As the dust settles following another West Ham loss, it is almost impossible to draw any positives from our fourth successive defeat. Make no mistake, it is a result which leaves us looking over our shoulders with much trepidation at the relegation zone looming large and ever more in focus.

A defeat is always hard to take but the manner in which we are conceding and allowing games to get away from us is especially hard to swallow. Our second half capitulation at Hull followed a first half in which we had restricted the home side to not a single shot on target. At half time a home win looked the least likely outcome for the game and yet this season, under Bilic, West Ham seem incapable of consolidating a lead let alone building upon one. Such are our defensive woes that any side we face has a fighting chance of overturning a deficit and going on to claim all three points.

With injury once again pairing Collins and Fonte in central defence, we always looked vulnerable. In Cresswell, we have a left back desperately short of form and confidence. He looks uncomfortable in possession going forward and defensively he is rapidly becoming a liability. All players can lose form but Cresswell’s decline appears to be synonymous with all that is going wrong at West Ham.

It would be unfair to single out any player for particular criticism, this was a poor display by the whole team with perhaps the exception of Lanzini who treated us to moments of creativity and, more importantly, seemed to show hunger and desire, something which was lacking elsewhere.

As fans, in the position we find ourselves, hunger, desire and commitment are qualities we are desperate to see in our team. If we come off at 90 minutes defeated but having given everything to the cause then you will hear very few voices of dissent but this is just not the case with the West Ham of this season. We appear to have an air of acceptance of our position and show little sign of taking steps to put things right. At his post-match press conference Bilic exuded resignation of his eventual fate, whether that be sooner or later, such is the apparent downward spiral the Club finds itself in. A terrible cliche perhaps but it really is time for individuals in our Club to stand up and be counted. Or perhaps I am naive, given the transient nature of the modern footballer, to believe that we have players capable of digging deep and showing pride in wearing the claret and blue.

The malaise surrounding the Club seems to be all encompassing. Our owners and board of directors have never been more out of touch with the fans, despite proclaiming themselves as fans first and foremost. For fans, now read customers such has become the corporate identity the Club seems desperate to develop. They seem intent on making West Ham a brand, no longer a football club but a globally recognised entertainment entity.
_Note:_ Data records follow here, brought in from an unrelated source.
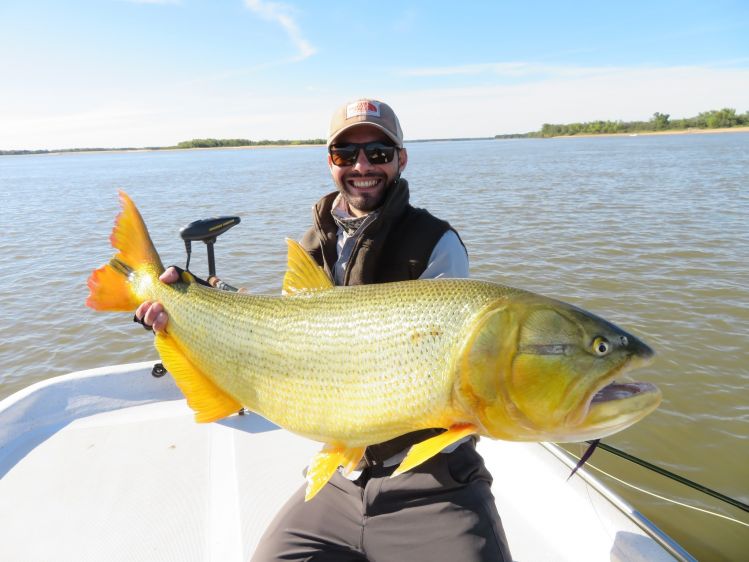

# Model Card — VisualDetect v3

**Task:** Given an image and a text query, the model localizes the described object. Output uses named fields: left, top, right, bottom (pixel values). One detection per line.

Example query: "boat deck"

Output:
left=0, top=362, right=688, bottom=562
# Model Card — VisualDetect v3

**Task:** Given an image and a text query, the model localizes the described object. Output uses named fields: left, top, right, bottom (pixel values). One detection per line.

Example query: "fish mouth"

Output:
left=578, top=381, right=663, bottom=441
left=590, top=381, right=658, bottom=406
Given the perilous financial position that Gold and Sullivan inherited when they bought West Ham, it is difficult to criticise them too heavily but progress both off and on the field seems only to be possible if ‘done on the cheap’. And whilst money is undoubtedly being made it is hard to see where it is being reinvested for the benefit of the Club. If indeed we have achieved financial stability then we must look to move onto the next level. Whatever your thoughts on the London Stadium it is difficult to argue that we haven’t secured an incredible deal, one which has no doubt allowed our revenue to soar. As fans, not customers, we deserve to see the fruits of this increased revenue on the pitch, in our playing squad.

Today’s result at Hull, coming off the back of three previous defeats can leave none of us in any doubt that this investment needs to made with some urgency. Whilst we cannot invest in players until the summer window I think some very serious questions need to be addressed in respect of our manager and coaching staff. Relegation is unthinkable and simply can not be allowed to happen. Gold, Sullivan and even Brady will recognise this, the question is whether they have the capability to play their part in preventing it. A glance at The Championship table reads like a list of fallen heroes. Clubs who have previously graced the Premier League, even triumphed in Europe’s premier cup competition have fallen into obscurity perhaps never to return to the top table again. None of us should allow ourselves to be fooled into thinking that this couldn’t happen to us.

Whilst we no longer have the Boleyn Ground, the time has come for West Ham to show some of the fighting spirit and survival instincts of the people that call the East End of London home. For many, in tough streets and neighbourhoods, football is their life blood and they, along with all other Hammers fans deserve better.